All’attualità, si rilevano meno differenze e più assimilazioni.
I lavoratori sportivi operano con vincoli precisi posti dalla parte datoriale, oppure possono agire in autonomia seppur in coordinazione con il titolare del potere decisionale.
I lavoratori sportivi subordinati sono obbligati:
– con vincolo gerarchico;
– all’osservanza degli orari d’impiego predeterminati;
– all’utilizzo degli impianti e delle strutture societarie;
– alle trasferte organizzate dalla Società;
– al vincolo di esclusività;
– al rispetto dei principi di buona fede, correttezza e lealtà.
I lavoratori sportivi parasubordinati, invece, svolgono le attività:
– senza vincolo gerarchico, ma con etero-organizzazione in coordinazione continuativa con il titolare della Società;
– all’utilizzo degli impianti e delle strutture societarie;
– alle trasferte organizzate dalla Società;
– al vincolo di esclusività;
– al rispetto dei principi di buona fede, correttezza e lealtà.
In seguito all’applicazione del D. Lgs. n. 36/2021, riguardo agli obblighi della parte datoriale/committente, si rileva una omogeneità sostanziale per entrambe le figure professionali con il riconoscimento del diritto ai corrispettivi, alle ferie, alle festività, alle tutele previdenziali e assistenziali di base con l’iscrizione al Fondo Pensione lavoratori sportivi gestito dall’ INPS.

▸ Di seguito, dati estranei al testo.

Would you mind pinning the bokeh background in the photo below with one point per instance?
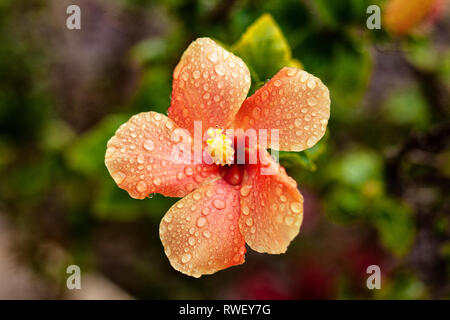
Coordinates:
(376, 187)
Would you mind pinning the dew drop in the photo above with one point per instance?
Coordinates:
(188, 171)
(296, 207)
(291, 72)
(185, 258)
(245, 190)
(212, 56)
(201, 222)
(289, 220)
(149, 145)
(310, 142)
(156, 181)
(220, 69)
(141, 186)
(118, 176)
(140, 158)
(219, 204)
(207, 234)
(196, 196)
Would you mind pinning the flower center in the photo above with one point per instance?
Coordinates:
(220, 147)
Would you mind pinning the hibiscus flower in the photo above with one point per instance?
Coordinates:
(225, 204)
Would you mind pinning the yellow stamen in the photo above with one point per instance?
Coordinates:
(220, 147)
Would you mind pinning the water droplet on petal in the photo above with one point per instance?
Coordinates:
(212, 56)
(205, 211)
(196, 196)
(118, 176)
(219, 204)
(220, 69)
(185, 258)
(207, 234)
(201, 222)
(296, 207)
(156, 181)
(149, 145)
(141, 186)
(245, 190)
(289, 220)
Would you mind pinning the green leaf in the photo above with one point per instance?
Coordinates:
(87, 154)
(113, 203)
(356, 168)
(395, 225)
(293, 160)
(407, 107)
(264, 48)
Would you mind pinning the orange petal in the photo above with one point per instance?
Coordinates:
(209, 84)
(294, 102)
(400, 16)
(200, 232)
(271, 208)
(140, 158)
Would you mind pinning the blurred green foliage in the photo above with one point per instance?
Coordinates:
(370, 173)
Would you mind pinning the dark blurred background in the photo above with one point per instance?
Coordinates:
(376, 187)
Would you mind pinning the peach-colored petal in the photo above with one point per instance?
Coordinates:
(209, 84)
(200, 233)
(271, 208)
(141, 158)
(294, 102)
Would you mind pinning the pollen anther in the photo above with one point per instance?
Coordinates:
(220, 147)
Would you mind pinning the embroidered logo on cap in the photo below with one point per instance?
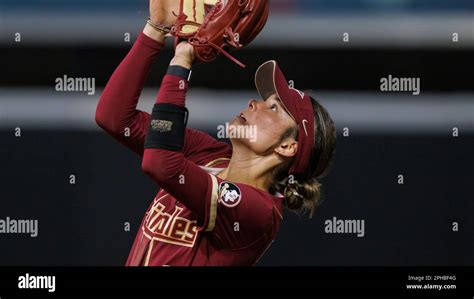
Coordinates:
(299, 92)
(229, 194)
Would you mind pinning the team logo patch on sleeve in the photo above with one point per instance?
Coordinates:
(229, 194)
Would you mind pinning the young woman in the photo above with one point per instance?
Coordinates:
(219, 204)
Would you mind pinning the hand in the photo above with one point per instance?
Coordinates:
(184, 55)
(161, 11)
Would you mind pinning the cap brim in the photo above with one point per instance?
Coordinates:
(269, 80)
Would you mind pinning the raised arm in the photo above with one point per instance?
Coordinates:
(116, 112)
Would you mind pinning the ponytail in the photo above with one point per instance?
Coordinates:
(304, 194)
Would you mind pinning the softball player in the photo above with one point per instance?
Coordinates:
(219, 204)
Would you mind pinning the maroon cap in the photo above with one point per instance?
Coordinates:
(269, 80)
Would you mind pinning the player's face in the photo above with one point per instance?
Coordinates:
(268, 120)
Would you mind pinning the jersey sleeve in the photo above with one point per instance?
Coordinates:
(117, 111)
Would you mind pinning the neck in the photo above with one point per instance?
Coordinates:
(249, 168)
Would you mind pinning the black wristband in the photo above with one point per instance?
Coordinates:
(167, 127)
(179, 71)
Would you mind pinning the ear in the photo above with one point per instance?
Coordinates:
(287, 148)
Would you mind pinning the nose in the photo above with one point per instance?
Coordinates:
(252, 105)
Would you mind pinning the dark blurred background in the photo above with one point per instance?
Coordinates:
(390, 134)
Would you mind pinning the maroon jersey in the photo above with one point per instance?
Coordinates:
(238, 225)
(196, 218)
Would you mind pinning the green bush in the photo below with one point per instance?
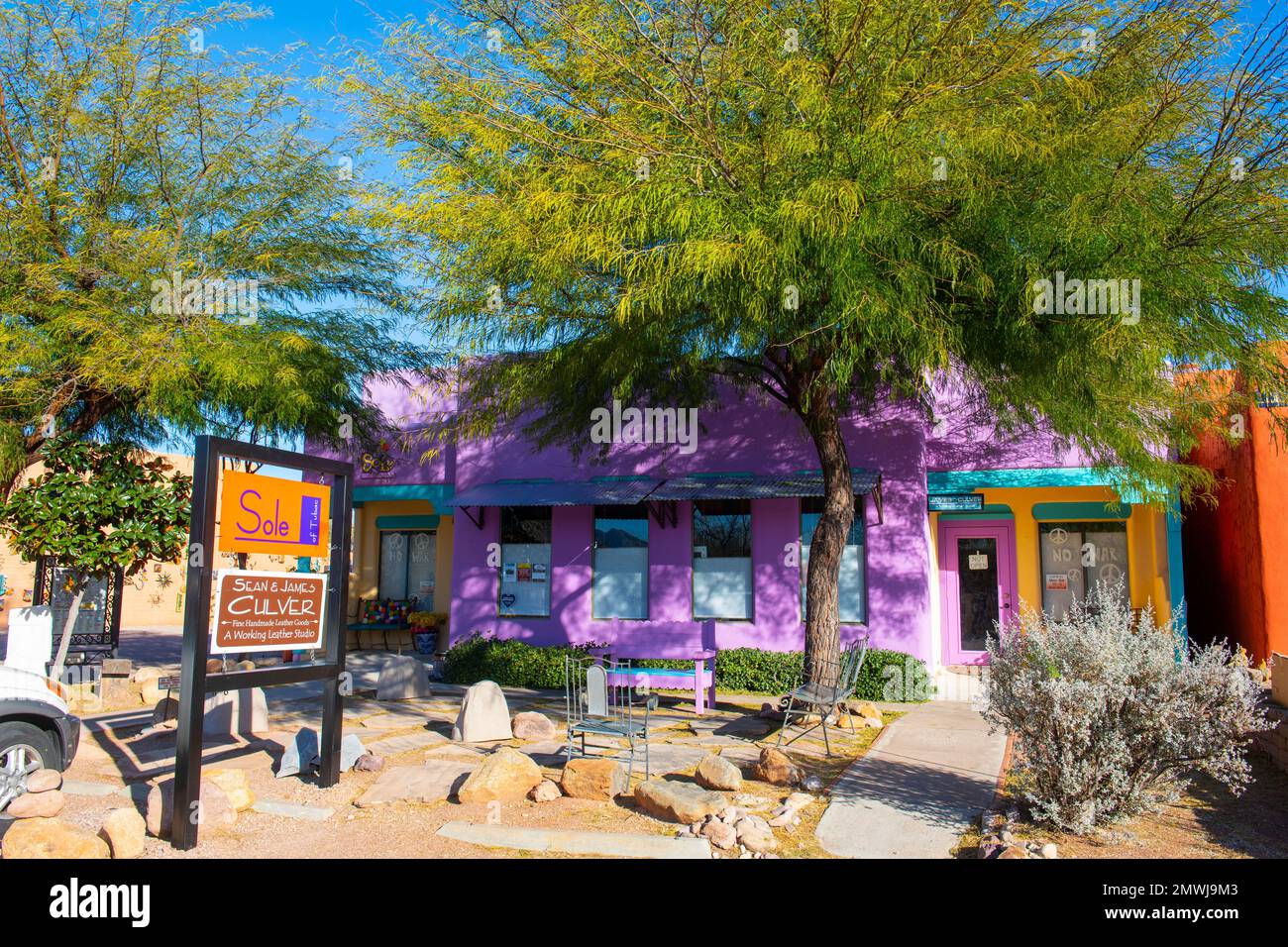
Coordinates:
(738, 671)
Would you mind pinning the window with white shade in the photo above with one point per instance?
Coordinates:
(524, 562)
(407, 560)
(851, 582)
(721, 560)
(619, 564)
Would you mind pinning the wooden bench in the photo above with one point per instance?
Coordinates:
(700, 680)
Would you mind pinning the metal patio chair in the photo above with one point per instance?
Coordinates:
(832, 688)
(600, 701)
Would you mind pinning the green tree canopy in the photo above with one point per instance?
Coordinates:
(138, 155)
(95, 508)
(841, 201)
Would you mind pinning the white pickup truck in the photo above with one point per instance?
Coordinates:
(37, 729)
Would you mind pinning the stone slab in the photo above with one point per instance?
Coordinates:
(580, 843)
(309, 813)
(432, 783)
(918, 789)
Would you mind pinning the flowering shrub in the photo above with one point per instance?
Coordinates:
(1111, 715)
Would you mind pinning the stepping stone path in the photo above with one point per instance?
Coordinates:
(432, 783)
(403, 678)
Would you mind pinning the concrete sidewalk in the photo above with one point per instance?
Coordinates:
(917, 789)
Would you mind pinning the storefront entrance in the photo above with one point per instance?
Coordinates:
(978, 585)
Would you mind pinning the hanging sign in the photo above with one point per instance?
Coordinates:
(269, 514)
(267, 611)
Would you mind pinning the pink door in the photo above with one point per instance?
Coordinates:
(977, 582)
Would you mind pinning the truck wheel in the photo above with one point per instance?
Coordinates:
(24, 749)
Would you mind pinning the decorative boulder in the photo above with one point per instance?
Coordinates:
(717, 774)
(403, 678)
(235, 784)
(124, 831)
(721, 835)
(776, 767)
(593, 779)
(505, 776)
(678, 801)
(147, 680)
(484, 715)
(545, 791)
(44, 780)
(533, 725)
(50, 838)
(37, 804)
(214, 812)
(236, 712)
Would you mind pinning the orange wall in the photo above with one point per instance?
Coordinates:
(1235, 553)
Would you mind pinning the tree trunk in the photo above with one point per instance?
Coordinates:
(60, 659)
(822, 607)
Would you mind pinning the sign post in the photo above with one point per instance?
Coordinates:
(261, 611)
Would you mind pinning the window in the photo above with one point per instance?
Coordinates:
(721, 560)
(619, 564)
(1078, 556)
(851, 583)
(524, 562)
(407, 565)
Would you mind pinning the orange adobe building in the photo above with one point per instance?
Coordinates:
(1236, 553)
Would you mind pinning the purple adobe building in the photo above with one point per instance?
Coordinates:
(961, 527)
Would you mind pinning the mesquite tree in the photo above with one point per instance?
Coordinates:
(841, 202)
(95, 508)
(176, 252)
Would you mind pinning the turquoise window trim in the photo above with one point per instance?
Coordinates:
(1073, 512)
(425, 522)
(438, 493)
(970, 480)
(992, 510)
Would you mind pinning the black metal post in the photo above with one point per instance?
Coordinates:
(196, 646)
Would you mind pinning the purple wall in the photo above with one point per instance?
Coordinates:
(746, 434)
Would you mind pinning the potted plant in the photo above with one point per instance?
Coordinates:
(424, 630)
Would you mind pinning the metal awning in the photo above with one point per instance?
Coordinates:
(627, 491)
(608, 492)
(743, 487)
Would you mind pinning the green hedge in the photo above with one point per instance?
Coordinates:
(738, 671)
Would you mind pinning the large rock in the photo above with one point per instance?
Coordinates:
(678, 801)
(721, 835)
(215, 812)
(776, 767)
(505, 775)
(147, 681)
(593, 779)
(546, 791)
(124, 831)
(533, 725)
(44, 780)
(38, 804)
(236, 712)
(755, 834)
(717, 774)
(235, 784)
(50, 838)
(484, 715)
(403, 678)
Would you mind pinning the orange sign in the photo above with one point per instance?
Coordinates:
(268, 514)
(268, 611)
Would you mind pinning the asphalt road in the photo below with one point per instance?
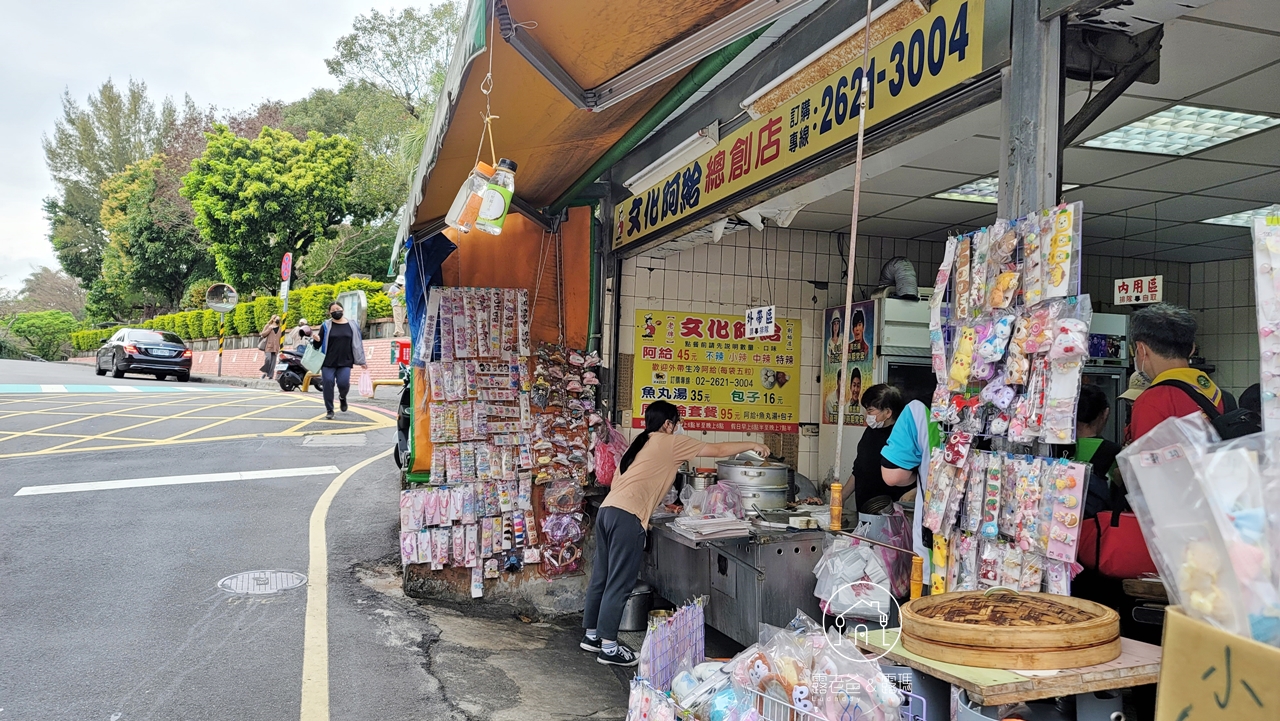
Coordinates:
(109, 599)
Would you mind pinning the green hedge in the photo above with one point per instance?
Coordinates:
(264, 309)
(379, 305)
(250, 316)
(209, 324)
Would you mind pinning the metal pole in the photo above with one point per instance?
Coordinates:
(853, 245)
(222, 334)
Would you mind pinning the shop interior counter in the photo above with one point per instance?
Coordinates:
(763, 578)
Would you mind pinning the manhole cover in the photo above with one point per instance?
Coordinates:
(261, 583)
(346, 439)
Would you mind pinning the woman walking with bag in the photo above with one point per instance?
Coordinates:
(270, 346)
(342, 346)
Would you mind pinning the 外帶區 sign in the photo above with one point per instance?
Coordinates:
(931, 55)
(759, 322)
(1142, 290)
(716, 375)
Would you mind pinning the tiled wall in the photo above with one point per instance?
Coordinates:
(759, 268)
(1221, 293)
(776, 265)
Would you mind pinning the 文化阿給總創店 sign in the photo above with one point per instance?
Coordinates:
(716, 375)
(931, 55)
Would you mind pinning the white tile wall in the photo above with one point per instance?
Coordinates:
(1223, 296)
(730, 275)
(775, 267)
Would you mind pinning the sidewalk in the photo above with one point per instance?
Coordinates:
(493, 662)
(384, 397)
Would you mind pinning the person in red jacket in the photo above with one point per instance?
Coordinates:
(1161, 338)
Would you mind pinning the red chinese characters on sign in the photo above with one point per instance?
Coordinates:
(740, 158)
(1142, 290)
(691, 328)
(714, 177)
(768, 146)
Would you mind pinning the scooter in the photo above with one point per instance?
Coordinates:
(291, 372)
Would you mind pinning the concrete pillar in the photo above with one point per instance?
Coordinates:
(1032, 104)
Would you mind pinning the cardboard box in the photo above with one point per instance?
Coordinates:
(1211, 675)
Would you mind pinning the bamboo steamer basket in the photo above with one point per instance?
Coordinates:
(1005, 629)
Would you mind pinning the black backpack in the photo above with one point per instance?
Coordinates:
(1232, 424)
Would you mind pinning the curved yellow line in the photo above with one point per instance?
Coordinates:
(315, 630)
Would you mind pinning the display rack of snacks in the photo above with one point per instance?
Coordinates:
(511, 441)
(1009, 336)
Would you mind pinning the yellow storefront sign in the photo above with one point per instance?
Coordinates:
(931, 55)
(716, 375)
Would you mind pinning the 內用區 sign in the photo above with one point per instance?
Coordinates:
(1143, 290)
(716, 375)
(928, 56)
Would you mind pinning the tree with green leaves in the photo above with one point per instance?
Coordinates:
(255, 200)
(375, 121)
(46, 332)
(154, 249)
(406, 53)
(90, 144)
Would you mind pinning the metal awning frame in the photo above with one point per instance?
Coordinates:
(650, 71)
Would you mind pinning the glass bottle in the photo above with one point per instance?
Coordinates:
(466, 205)
(497, 197)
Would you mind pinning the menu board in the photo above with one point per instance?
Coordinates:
(716, 375)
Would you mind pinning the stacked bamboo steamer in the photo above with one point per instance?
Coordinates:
(1005, 629)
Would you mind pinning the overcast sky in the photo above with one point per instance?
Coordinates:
(231, 54)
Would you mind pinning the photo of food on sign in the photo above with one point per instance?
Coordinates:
(858, 374)
(718, 377)
(946, 39)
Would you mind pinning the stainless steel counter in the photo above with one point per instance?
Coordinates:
(764, 578)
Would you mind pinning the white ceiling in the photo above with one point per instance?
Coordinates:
(1225, 54)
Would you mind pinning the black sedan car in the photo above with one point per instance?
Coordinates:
(152, 352)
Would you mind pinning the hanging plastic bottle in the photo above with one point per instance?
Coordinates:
(497, 197)
(466, 205)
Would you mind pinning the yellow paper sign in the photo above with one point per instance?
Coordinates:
(931, 55)
(716, 375)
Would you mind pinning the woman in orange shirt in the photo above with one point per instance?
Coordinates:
(647, 470)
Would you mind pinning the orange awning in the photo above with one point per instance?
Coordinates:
(552, 140)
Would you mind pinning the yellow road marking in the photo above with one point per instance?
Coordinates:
(112, 441)
(108, 434)
(315, 630)
(91, 416)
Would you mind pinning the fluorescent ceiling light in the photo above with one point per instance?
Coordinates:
(675, 159)
(1183, 129)
(983, 190)
(1246, 218)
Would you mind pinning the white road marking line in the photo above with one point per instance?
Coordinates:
(174, 480)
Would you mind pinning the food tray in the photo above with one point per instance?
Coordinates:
(1005, 629)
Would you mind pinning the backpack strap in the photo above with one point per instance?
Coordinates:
(1210, 409)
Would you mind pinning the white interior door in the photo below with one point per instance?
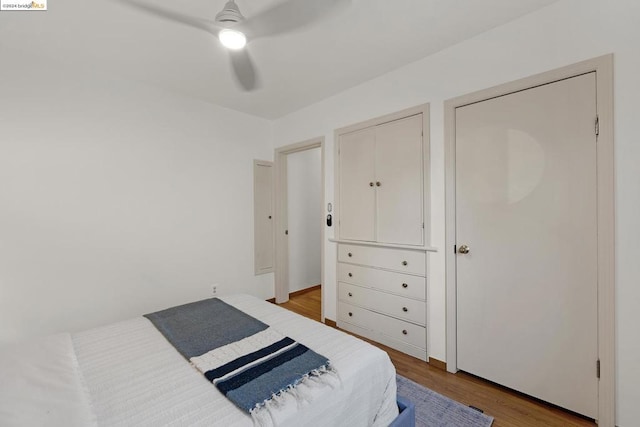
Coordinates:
(357, 185)
(399, 181)
(263, 216)
(526, 209)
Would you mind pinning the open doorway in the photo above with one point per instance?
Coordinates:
(299, 191)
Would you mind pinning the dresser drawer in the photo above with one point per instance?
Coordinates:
(389, 281)
(393, 305)
(406, 261)
(398, 330)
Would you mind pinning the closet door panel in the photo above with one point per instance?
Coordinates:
(399, 181)
(357, 185)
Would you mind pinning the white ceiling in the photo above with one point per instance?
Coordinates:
(363, 41)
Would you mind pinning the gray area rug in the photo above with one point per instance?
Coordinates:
(436, 410)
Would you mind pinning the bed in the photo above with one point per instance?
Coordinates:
(127, 373)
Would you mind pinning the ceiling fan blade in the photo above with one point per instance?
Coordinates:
(290, 15)
(173, 16)
(244, 70)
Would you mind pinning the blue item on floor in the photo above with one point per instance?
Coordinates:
(407, 416)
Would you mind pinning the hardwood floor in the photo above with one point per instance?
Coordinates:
(509, 408)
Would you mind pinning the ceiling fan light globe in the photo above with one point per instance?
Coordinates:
(232, 39)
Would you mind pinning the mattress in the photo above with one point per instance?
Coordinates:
(133, 376)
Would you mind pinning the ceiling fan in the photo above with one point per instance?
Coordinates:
(234, 30)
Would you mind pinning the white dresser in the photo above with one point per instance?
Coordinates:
(382, 295)
(382, 190)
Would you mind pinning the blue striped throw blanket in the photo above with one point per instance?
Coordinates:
(252, 364)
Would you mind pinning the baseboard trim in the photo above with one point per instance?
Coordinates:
(304, 291)
(437, 363)
(331, 323)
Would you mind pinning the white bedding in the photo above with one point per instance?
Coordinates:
(40, 385)
(135, 377)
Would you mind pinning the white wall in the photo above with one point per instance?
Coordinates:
(117, 198)
(564, 33)
(304, 182)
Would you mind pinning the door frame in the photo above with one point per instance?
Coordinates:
(603, 66)
(281, 270)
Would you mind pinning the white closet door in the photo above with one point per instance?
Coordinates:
(357, 185)
(526, 208)
(399, 181)
(263, 216)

Tuttavia, per il settore dilettantistico permangono alcune differenze compensate in parte con nuove forme di tutele del lavoro volte a prevedere esenzioni e agevolazioni fiscali, soglie orarie minime di lavoro previste per le concrete qualificazioni giuridiche astrattamente normate, registrazione al RASD del rapporto di lavoro e comunicazioni dei modelli UNILAV-Sport.